Andrew Rodriguez walked off the Memorial Stadium turf for the final time Friday, winding down a solid college football career that has given local fans an even bigger reason to follow our beloved Big Red.
Tuning in on any given Saturday, Husker Nation has watched No. 63 on the front lines of a meat-and-potatoes league in which success is often decided by who wins the battle in the trenches. This year, in particular, Rodriguez, better known to his friends and coaches as A-Rod, has been consistently impressive in that regard.
He has played with passion. He has played with purpose. He has shown bursts of speed, power and agility that could even earn him a chance to play on Sunday if the chips fall just right. And this season he’s been a vocal team leader on occasion, speaking up as a senior should.
Injuries to his teammates on the offensive line also forced A-Rod to be flexible, shifting from guard to tackle and back, sometimes within the same game. That’s a difficult assignment, especially at the Division I level. In that sense, he became an anchor on a makeshift line by season’s end, a guy teammates and coaches knew they could count on.
Through it all, Rodriguez has remained humble, preferring not to do in-depth interviews or talk about his own personal performance. He’s a team guy, and also a young man who appreciates the success he’s had but remains grounded in his roots.
Ever since a young boy from New York City took a giant leap of faith and moved to what must have seemed like a whole different world here in the Heartland, Rodriguez has fit in well.
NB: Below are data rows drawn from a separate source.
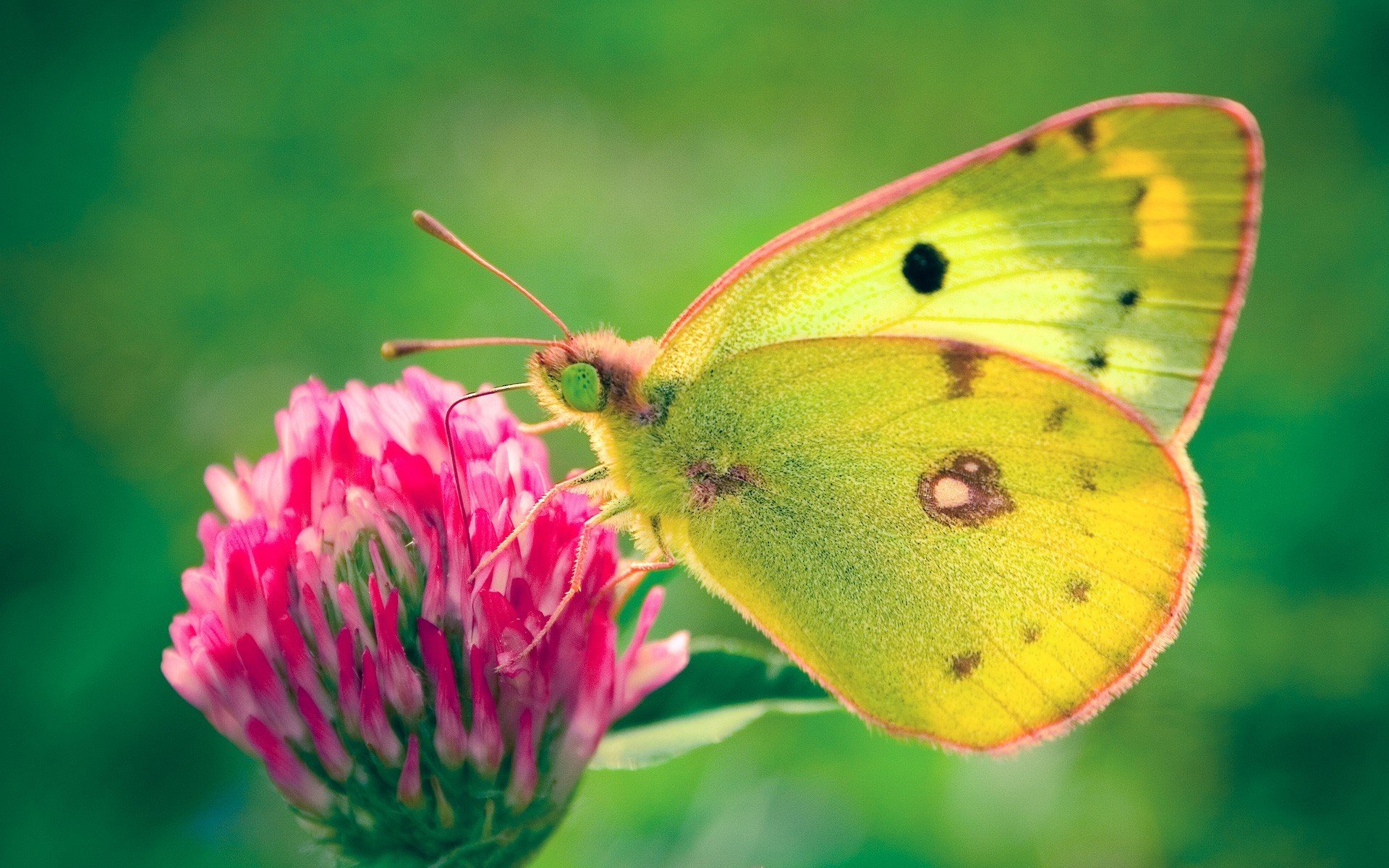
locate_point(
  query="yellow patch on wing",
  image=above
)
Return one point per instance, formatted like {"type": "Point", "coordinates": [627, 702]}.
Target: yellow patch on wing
{"type": "Point", "coordinates": [1164, 208]}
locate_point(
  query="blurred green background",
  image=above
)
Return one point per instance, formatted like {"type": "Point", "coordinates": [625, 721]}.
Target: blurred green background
{"type": "Point", "coordinates": [206, 203]}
His brother and extended family deserve tremendous credit for giving him such a positive option.
As for his football talents, Aurora coaches recognized A-Rod’s unique ability very early on, in addition to his obvious size. He and his Husky teammates gave Big Red fans reason to cheer with back to back state championships, and for the last four year’s he’s added a local angle to Husker Nation’s conversation as well.
That’s a very big deal in a place where college football is a proud part of our culture. Win or lose, we cheer for the Huskers. And win or lose, it’s been fun to focus on Big No. 63.
Here’s a shout out and a verbal high five to a young man who has represented himself, his family and his community very well, both on the gridiron and in the game of life.
Think big, shop small
In the midst of America’s holiday shopping season a new promotion is gaining steam which makes both dollars and sense, especially for rural communities.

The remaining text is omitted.